Sample-continuous process

In mathematics, a sample continuous process is a stochastic process whose sample paths are almost surely continuous functions.

Let ${\displaystyle (\Omega ,{\mathcal {F}},\mathbb {P} )}$ be a probability space. Let ${\displaystyle X:I\times \Omega \to \mathbb {X} }$ be a stochastic process, where the index set ${\displaystyle I}$ and state space ${\displaystyle \Omega }$ are both topological spaces. The process ${\displaystyle X}$ is called sample continuous (or almost surely continuous, or simply continuous) if the map ${\displaystyle X(\omega ):I\to \mathbb {X} }$ is continuous as a function of topological spaces for ${\displaystyle \mathbb {P} }$-almost all ${\displaystyle \omega \in \Omega }$.

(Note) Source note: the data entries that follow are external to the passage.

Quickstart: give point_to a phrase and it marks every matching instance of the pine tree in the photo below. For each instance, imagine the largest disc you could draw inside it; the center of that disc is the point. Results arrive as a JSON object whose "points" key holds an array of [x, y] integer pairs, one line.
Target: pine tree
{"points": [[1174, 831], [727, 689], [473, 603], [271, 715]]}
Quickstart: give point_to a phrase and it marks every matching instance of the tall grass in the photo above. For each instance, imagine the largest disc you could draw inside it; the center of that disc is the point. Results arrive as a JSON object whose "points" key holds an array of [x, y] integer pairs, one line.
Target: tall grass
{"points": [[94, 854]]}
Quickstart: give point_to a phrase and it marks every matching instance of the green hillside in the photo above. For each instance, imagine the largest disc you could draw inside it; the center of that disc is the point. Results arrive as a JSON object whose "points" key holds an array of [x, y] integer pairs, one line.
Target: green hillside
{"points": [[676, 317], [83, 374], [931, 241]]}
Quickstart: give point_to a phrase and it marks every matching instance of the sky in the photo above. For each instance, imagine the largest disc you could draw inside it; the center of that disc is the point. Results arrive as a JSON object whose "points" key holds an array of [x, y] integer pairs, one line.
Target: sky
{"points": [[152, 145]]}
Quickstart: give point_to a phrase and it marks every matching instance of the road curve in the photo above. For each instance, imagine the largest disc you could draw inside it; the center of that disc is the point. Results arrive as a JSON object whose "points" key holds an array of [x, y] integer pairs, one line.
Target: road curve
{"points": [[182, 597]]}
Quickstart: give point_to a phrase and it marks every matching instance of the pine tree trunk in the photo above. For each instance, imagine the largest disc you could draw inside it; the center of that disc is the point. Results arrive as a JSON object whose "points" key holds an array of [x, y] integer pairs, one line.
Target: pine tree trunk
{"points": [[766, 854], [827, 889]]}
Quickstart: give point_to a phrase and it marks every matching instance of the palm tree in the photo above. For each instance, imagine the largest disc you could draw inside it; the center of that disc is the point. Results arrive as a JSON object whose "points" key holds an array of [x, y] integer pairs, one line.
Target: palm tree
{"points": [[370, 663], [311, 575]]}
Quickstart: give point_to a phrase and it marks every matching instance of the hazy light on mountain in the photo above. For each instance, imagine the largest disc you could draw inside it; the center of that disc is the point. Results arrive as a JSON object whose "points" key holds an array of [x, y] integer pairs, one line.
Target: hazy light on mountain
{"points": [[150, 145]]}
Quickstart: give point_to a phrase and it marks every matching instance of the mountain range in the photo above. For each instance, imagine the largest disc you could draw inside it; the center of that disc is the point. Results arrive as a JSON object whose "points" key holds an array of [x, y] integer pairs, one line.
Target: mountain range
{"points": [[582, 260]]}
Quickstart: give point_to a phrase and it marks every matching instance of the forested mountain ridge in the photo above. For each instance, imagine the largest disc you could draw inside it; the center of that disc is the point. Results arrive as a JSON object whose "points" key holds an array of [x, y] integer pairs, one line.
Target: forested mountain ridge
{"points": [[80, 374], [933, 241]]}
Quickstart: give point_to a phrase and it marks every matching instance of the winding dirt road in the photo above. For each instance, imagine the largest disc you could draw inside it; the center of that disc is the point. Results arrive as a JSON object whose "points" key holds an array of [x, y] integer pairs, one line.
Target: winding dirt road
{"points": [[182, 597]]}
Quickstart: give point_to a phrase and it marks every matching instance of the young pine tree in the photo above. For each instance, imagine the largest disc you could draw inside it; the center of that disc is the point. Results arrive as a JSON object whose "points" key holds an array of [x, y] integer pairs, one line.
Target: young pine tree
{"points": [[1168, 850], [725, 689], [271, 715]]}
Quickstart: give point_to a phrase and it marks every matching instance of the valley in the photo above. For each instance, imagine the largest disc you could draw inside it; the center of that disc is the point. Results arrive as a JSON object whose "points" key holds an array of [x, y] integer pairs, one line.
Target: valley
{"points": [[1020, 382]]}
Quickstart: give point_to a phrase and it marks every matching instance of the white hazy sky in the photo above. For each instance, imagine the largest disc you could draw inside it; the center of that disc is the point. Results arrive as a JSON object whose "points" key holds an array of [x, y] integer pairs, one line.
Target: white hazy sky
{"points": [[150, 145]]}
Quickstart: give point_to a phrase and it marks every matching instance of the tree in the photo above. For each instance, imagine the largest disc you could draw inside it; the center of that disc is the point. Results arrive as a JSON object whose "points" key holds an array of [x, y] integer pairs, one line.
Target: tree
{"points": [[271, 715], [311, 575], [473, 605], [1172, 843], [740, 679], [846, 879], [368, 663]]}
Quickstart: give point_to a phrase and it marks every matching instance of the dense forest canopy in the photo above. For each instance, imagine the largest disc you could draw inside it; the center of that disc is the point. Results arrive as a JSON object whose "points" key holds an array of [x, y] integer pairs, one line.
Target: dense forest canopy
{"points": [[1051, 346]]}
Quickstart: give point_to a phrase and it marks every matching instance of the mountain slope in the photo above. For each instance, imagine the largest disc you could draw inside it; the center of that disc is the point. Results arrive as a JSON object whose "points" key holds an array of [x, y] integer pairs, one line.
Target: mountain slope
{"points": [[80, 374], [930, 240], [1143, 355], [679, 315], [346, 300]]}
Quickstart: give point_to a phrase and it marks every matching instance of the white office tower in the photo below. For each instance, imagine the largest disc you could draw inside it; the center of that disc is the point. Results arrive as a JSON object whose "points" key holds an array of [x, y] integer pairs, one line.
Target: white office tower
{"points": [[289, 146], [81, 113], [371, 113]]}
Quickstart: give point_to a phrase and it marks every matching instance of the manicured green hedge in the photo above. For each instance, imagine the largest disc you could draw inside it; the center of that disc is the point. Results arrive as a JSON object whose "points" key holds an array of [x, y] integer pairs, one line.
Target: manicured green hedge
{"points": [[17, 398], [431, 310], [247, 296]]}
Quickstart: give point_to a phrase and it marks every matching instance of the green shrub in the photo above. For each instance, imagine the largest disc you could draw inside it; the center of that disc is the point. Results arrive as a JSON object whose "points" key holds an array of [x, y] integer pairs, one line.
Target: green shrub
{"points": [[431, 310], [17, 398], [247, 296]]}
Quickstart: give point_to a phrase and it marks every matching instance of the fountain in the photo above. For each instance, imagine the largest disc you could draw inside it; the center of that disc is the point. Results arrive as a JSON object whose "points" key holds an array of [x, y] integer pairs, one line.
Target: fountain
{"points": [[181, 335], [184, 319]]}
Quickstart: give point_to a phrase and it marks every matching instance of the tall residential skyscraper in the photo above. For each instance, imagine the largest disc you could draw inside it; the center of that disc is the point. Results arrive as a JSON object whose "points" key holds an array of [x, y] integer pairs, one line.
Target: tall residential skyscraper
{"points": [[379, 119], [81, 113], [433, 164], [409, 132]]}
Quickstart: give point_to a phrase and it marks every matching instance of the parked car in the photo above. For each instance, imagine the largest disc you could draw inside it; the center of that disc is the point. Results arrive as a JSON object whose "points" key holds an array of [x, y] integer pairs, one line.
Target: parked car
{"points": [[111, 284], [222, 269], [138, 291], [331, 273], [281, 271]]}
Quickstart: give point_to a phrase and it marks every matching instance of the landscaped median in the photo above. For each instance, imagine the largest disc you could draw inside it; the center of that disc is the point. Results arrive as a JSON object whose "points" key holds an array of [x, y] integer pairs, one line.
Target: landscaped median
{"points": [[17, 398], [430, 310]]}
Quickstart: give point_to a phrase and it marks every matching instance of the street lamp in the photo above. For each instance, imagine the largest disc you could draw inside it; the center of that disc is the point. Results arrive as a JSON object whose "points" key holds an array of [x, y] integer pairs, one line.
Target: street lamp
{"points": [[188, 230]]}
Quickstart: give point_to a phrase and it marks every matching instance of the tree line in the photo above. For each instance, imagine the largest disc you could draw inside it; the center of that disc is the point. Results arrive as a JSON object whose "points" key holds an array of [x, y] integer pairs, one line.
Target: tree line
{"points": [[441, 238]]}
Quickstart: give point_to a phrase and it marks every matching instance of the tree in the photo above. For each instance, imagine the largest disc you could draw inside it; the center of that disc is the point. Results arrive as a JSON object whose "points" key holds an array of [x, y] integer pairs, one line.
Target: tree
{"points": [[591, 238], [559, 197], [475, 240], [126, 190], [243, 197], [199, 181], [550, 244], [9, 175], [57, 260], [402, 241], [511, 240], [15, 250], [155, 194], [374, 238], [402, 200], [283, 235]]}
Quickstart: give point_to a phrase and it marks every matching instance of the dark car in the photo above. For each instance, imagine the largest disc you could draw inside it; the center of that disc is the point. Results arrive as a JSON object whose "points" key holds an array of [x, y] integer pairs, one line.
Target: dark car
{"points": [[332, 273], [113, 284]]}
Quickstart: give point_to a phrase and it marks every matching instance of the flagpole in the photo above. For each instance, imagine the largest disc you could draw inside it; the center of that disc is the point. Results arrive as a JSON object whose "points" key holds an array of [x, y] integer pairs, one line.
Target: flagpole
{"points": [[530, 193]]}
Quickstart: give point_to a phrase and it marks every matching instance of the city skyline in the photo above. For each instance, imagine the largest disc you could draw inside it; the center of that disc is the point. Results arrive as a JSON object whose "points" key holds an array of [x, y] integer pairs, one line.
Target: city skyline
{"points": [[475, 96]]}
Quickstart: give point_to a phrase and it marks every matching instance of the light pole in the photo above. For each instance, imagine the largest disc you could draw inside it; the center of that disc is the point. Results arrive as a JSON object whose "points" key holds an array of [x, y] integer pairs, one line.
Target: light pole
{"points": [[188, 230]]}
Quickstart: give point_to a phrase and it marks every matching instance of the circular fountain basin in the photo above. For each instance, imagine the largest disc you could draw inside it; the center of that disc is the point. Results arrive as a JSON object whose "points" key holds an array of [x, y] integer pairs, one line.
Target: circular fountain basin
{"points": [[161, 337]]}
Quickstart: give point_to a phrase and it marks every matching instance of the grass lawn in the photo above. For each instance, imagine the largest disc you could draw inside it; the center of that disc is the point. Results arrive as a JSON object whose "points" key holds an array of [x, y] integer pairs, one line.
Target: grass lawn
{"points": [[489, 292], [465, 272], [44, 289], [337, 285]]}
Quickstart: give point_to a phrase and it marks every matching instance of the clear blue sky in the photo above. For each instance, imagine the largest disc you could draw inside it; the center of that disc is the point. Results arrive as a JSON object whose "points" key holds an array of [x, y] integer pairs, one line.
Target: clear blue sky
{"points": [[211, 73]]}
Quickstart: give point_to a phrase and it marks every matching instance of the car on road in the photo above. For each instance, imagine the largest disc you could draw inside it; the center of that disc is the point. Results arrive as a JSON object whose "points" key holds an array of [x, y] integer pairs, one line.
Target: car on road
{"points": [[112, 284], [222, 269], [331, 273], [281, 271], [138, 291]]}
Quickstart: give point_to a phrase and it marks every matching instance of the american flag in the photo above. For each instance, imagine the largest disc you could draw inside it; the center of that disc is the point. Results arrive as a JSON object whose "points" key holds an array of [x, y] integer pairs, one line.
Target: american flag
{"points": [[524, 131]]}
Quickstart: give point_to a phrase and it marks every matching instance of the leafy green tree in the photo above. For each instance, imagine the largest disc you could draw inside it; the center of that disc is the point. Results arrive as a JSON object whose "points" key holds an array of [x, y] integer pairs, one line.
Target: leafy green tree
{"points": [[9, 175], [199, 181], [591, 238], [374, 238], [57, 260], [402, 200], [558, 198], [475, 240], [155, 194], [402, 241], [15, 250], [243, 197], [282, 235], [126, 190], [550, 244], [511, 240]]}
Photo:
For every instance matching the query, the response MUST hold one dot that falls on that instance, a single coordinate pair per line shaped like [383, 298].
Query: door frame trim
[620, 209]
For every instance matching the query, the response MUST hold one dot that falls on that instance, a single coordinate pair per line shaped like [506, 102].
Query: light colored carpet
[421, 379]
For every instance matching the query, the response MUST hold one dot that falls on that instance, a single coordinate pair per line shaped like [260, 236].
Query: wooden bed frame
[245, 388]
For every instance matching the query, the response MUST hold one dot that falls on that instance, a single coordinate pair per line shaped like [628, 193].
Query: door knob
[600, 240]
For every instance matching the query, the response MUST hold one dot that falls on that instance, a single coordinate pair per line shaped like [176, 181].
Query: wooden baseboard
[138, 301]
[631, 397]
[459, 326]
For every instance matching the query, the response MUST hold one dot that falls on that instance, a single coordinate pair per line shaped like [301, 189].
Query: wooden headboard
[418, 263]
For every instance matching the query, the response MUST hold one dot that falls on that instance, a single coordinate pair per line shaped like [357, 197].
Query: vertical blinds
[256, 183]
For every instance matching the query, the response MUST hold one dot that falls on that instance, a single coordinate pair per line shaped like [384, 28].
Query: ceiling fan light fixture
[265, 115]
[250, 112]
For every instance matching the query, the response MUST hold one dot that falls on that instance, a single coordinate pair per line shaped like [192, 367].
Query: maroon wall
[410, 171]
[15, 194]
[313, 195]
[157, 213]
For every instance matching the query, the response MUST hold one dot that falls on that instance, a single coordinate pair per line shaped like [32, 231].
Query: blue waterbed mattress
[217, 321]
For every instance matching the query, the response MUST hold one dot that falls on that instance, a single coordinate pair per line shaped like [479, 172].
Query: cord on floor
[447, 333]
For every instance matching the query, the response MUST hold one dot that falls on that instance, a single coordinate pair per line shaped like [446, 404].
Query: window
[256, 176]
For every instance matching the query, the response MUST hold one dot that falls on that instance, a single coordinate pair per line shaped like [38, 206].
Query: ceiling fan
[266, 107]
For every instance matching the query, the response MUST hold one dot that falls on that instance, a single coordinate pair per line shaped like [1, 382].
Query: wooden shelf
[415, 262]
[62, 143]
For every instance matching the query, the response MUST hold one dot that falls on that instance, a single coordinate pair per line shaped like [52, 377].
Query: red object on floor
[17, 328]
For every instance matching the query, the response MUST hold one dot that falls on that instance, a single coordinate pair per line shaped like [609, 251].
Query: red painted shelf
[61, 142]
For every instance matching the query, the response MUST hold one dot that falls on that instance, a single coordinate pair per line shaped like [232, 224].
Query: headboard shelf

In many examples, the index set is an interval of time, ${\displaystyle [0,T]}$ or ${\displaystyle [0,+\infty )}$, and the state space is the real line or ${\displaystyle n}$-dimensional Euclidean space.

• Brownian motion (the Wiener process) on Euclidean space is sample continuous.
• For "nice" parameters of the equations, solutions to stochastic differential equations are sample continuous.

• For sample-continuous processes, the finite-dimensional distributions determine the law, and vice versa.